By now it was light enough to see.   The sky was clearing and the wind had gone down just a couple of hours before.   We dressed and jumped into the Subaru to head down.

Where do we look for resurrection,  for new life?   Our reading from Colossians this morning advises us  SET YOUR MINDS ON THINGS THAT ARE ABOVE NOT ON THINGS THAT ARE ON EARTH, FOR YOU HAVE DIED AND YOUR LIFE IS HIDDEN WITH CHRIST IN GOD.

I had mostly been setting my mind on the things of the earth.   I had been envisioning a lifeless body tucked into the far corner of the shed.   Buried.    But to set them on things that are above.     Perhaps we should remember that Mary stayed by the tomb.  She did not leave.  And she was rewarded by seeing a gardener who then revealed himself to her as the risen Lord.
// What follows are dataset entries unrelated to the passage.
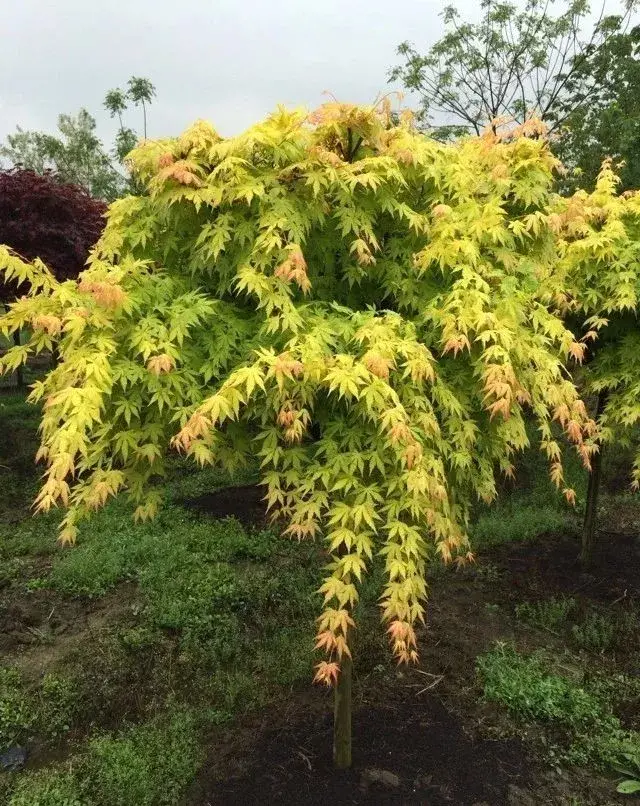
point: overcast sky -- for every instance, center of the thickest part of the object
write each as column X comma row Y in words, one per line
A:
column 229, row 61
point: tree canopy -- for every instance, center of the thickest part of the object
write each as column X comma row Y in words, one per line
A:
column 515, row 62
column 45, row 218
column 358, row 306
column 76, row 154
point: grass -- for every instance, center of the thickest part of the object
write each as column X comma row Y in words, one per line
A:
column 211, row 619
column 591, row 733
column 145, row 765
column 46, row 710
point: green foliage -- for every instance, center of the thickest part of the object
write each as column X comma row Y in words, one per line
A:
column 46, row 710
column 603, row 121
column 550, row 614
column 76, row 155
column 17, row 717
column 516, row 522
column 514, row 62
column 528, row 690
column 605, row 631
column 148, row 765
column 364, row 310
column 629, row 766
column 141, row 91
column 48, row 787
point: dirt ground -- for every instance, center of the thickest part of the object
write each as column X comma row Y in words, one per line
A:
column 421, row 735
column 425, row 736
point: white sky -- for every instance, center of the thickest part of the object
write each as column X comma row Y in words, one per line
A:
column 227, row 61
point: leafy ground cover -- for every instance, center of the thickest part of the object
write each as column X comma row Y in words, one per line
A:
column 169, row 663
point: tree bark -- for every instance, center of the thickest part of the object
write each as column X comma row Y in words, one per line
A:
column 342, row 716
column 593, row 491
column 20, row 369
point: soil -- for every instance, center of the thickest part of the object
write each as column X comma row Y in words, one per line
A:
column 424, row 735
column 245, row 503
column 421, row 735
column 406, row 751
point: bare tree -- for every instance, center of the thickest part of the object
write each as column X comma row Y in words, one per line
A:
column 514, row 62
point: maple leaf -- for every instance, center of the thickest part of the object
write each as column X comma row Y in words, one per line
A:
column 160, row 364
column 327, row 673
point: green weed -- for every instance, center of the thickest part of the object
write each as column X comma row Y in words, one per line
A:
column 602, row 632
column 17, row 717
column 49, row 787
column 517, row 521
column 148, row 765
column 593, row 734
column 46, row 711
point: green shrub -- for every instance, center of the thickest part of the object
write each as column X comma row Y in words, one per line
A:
column 148, row 765
column 594, row 735
column 49, row 787
column 17, row 716
column 58, row 704
column 603, row 632
column 519, row 522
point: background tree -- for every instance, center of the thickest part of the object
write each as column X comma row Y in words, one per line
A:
column 514, row 62
column 43, row 218
column 356, row 305
column 601, row 110
column 76, row 155
column 116, row 103
column 141, row 92
column 599, row 270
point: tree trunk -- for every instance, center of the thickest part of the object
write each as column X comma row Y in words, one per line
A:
column 342, row 716
column 20, row 370
column 593, row 490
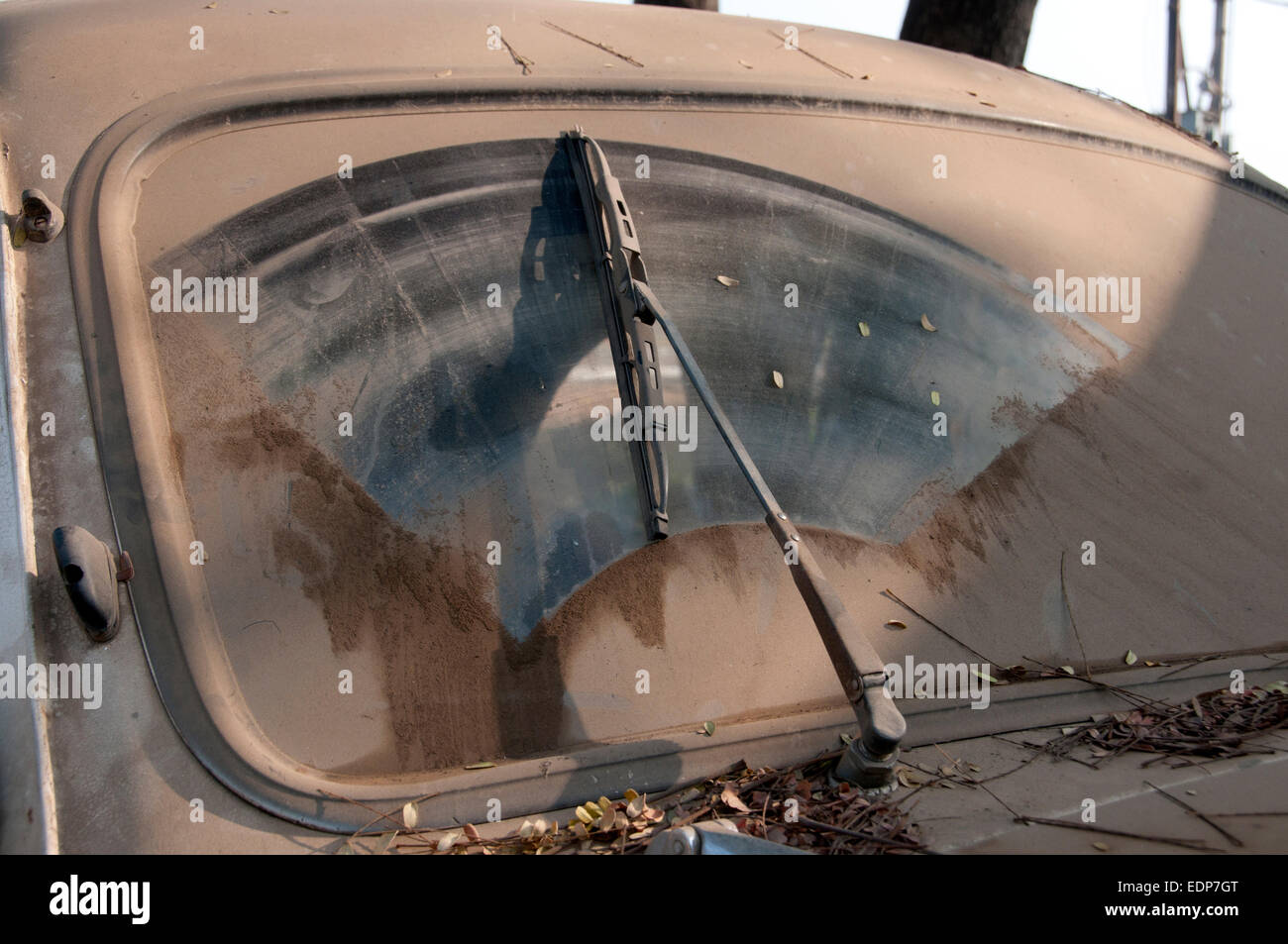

Cynicism is easy.   And it is easy to be possessed of a flimsy kind of optimism that sees most if not all things through rose-colored glasses.    It is easy to be jaded.   It is easy to expect the worse.

We got out of the car.   The lane was wet and we would have to walk our way over to the shed and the corral to check things out.    The cows were up.  I walked ahead trying to look into the far recesses of the shed  when Marilee cried out  THERE ARE THREE.  ONE, TWO, …  THERE ARE THREE CALVES!!!  

And I looked and there, in the corral and not deep in the shed, was that bull calf, standing upright and firm,  standing by his young mother.   I ran back towards Marilee and we held one another in a long embrace.   He’s alive.   And I felt deep within me something profound let go.   I am not embarrassed to tell you that I cried in a most profound way,  tears flowing,  emotions surging.  It was the longest and most profound spasm of tears tht I have had in decades.  Tears washing me clean.  We stood there,  surrounded by an Easter miracle.

And so again,  where do we look for resurrection?    Surely we can begin looking by reading the accounts of resurrection and the appearance narratives in the Bible.   But we also need to look in our own lives.    We need to touch those places where hope touches us,  where God is providing us with important clues of God’s presence.

This experience surely is a small one.   But God uses small experiences to communicate and to touch our lives.    Today on Easter Sunday 2014  I call these kinds of things little resurrections.    Little renewals.  Little appearances.

Let us dare to wait —  even to wait by the somber places, by tombs like Mary Magdalene—when they appear in our lives,  that we also might discover the presence of the living Christ waiting for us there.